In the course of a large cluster database administrator’s job, there are dozens of times a week it can be useful to visualise some data. You’re constantly working with machines that have hundreds of databases, directories, files, log files with often millions of entries each.
Wouldn’t it be nice if you could visualise these situations?
You have dozens of directories full of files. What’s the relative size of each?
You have a logfile with 1.5M entries. You grep out “ERROR” and that is 50,000 timestamped entries. What times of day have the most errors?
You have a process list with 30,000 entries, comprised of 7 unique commands. What is the relative frequency of each command?
You have a database with 10,000 tables, each having several million rows. Which are the 30 biggest, and what is their relative size?
You have slow query logs spanning a couple of weeks.
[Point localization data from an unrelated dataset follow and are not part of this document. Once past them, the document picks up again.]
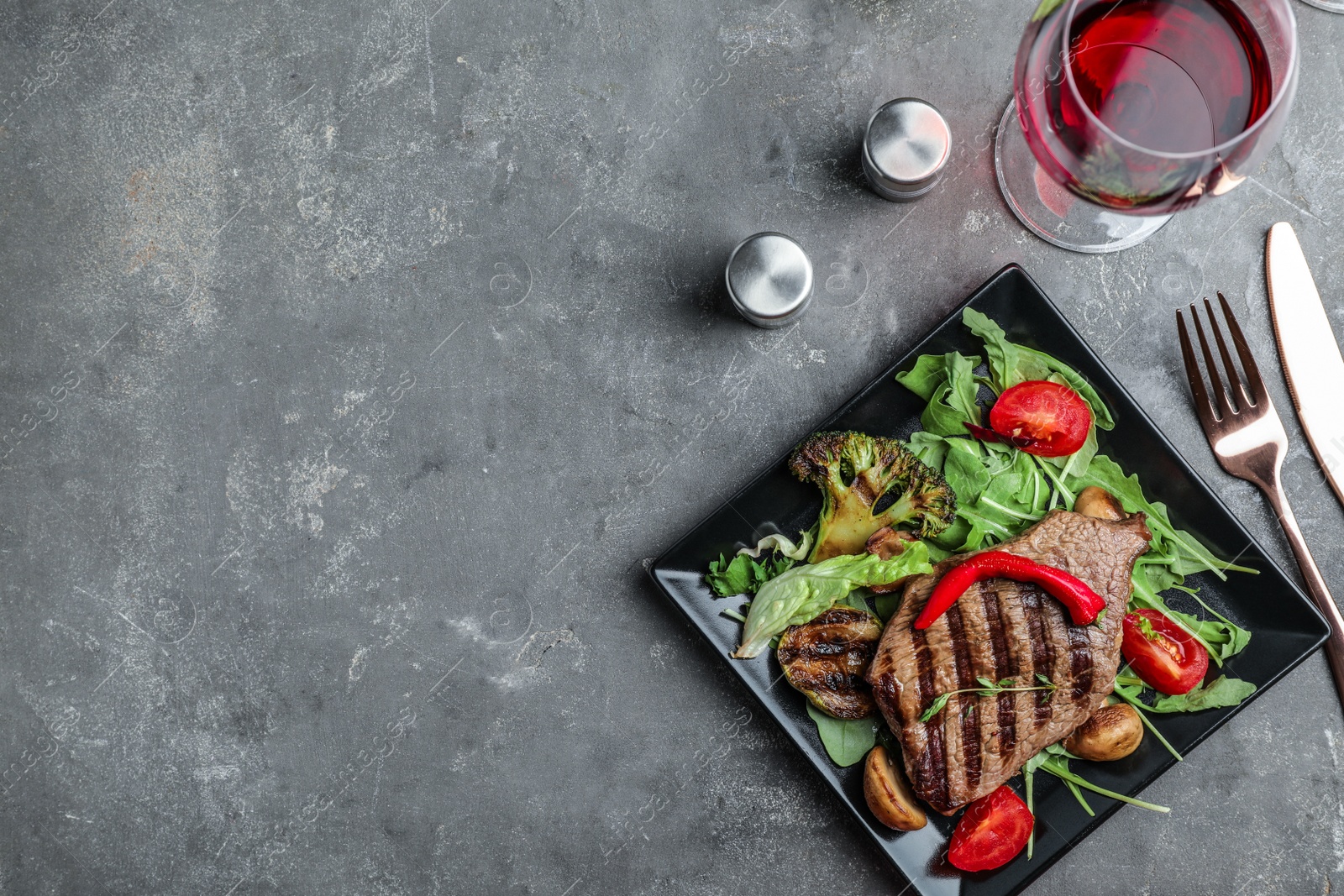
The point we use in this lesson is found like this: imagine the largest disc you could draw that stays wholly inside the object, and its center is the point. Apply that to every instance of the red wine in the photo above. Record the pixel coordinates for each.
(1169, 76)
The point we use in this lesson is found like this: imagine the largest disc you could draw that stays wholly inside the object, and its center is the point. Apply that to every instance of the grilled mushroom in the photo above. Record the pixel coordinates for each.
(889, 794)
(1099, 503)
(826, 660)
(1112, 732)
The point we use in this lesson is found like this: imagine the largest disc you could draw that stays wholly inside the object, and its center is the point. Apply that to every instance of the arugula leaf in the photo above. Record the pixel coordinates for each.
(1012, 363)
(929, 372)
(1106, 473)
(804, 591)
(1220, 692)
(847, 741)
(931, 449)
(953, 403)
(743, 574)
(965, 470)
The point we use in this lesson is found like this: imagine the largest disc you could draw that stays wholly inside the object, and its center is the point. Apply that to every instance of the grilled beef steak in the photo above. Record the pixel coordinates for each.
(1003, 629)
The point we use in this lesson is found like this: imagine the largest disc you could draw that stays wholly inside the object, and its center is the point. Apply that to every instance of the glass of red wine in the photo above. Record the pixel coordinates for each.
(1128, 110)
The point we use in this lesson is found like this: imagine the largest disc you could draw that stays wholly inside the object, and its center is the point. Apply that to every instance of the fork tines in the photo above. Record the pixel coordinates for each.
(1243, 396)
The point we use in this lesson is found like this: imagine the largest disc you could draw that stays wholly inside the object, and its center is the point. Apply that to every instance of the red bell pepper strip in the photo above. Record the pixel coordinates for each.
(1084, 604)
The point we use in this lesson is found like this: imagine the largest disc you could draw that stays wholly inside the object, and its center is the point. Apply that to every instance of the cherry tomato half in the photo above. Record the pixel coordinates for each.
(1163, 654)
(1042, 418)
(992, 832)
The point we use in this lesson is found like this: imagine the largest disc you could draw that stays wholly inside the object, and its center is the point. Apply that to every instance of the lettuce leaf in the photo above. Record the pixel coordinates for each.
(804, 591)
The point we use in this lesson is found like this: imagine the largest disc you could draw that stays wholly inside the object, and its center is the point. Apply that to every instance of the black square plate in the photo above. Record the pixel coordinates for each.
(1285, 626)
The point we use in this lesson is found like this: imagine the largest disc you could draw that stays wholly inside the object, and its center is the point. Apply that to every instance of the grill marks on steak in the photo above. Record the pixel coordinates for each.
(1003, 629)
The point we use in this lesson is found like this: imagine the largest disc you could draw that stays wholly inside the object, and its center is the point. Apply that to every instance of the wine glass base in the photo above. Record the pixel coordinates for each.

You wish to know the days and times-of-day that had the most slow queries.
Typically, you can use awk, sort, grep -c, and uniq -c to give some output that contains “keys” and “values” and you can eyeball it to get a general sense. In fact, if the output is decimal, the number of digits is a base-10 logarithmic graph of the relative sizes of things. But sometimes that isn’t good enough. For example, a 7x difference will not be obvious from eyeballing a bunch of numbers.
You can copy the output, paste into a CSV, load it up in Libre Office Calc, and generate graphs if you want to spend another couple minutes every command to generate the graphs. Wouldn’t it be nice to just do it right there in the terminal where you already are?
If you did web searches for this sort of thing, up until a couple of weeks ago, the best you’d’ve found was a page referencing an amazing awk script that takes a list of numeric keys and presents an ASCII histogram. However, it couldn’t take non-numeric keys, and it could not help with several of the use-cases presented above.
Enter the Palomino-written “distribution.” It will take a large input, munge it, tokenise it, tally it, and give you beautiful in-terminal graphs with ANSI colour coding, unicode partial-width characters, and more. So go to the project page linked, download it, and play with it. You’ll find plenty of examples, and using a little imagination, you will begin to get a different view of the log files you’re constantly working with.
Happy administering those database clusters!